ChesSIE — Chesapeake Science on the Internet for Educators — enable teachers and education professionals throughout the 64,000-square-mile watershed to tap into Bay-related resources across the Internet through a single site at

“ChesSIE allows teachers from Binghampton, NY, to Norfolk, VA, to bring information from web sites, research organizations and data centers from across the world directly into their classroom,” said acting EPA Bay Program Director Diana Esher.

“As more children — and their parents — understand the importance of restoring and protecting the Chesapeake Bay, the better the chances of future restoration activities being successful.”

A joint project between the Bay Program and the Virginia Institute of Marine Science, ChesSIE is designed by educators for educators. Regularly updated with new information, ChesSIE enables teachers to go directly to sites tailored to the teacher-student interaction.
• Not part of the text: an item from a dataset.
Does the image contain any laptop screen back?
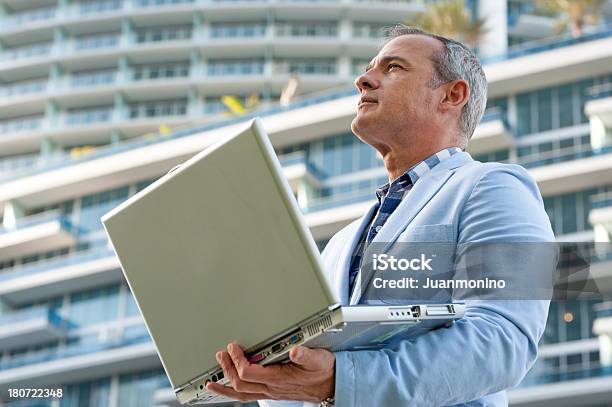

Sections link users to several teaching resources including field experiences, communication techniques and professional development opportunities. An interactive bulletin board enables teachers to discuss success stories and brainstorm new program ideas and innovations with their peers. The site also provides access to more than 50 web sites detailing the Bay and its restoration.

ChesSIE addresses the need to educate future generations about the Bay’s ecological and historical importance to the region, as called for in the Chesapeake 2000 agreement. As teachers work Bay education into their classroom activities, ChesSIE will connect teachers and their students to the Bay through the Internet.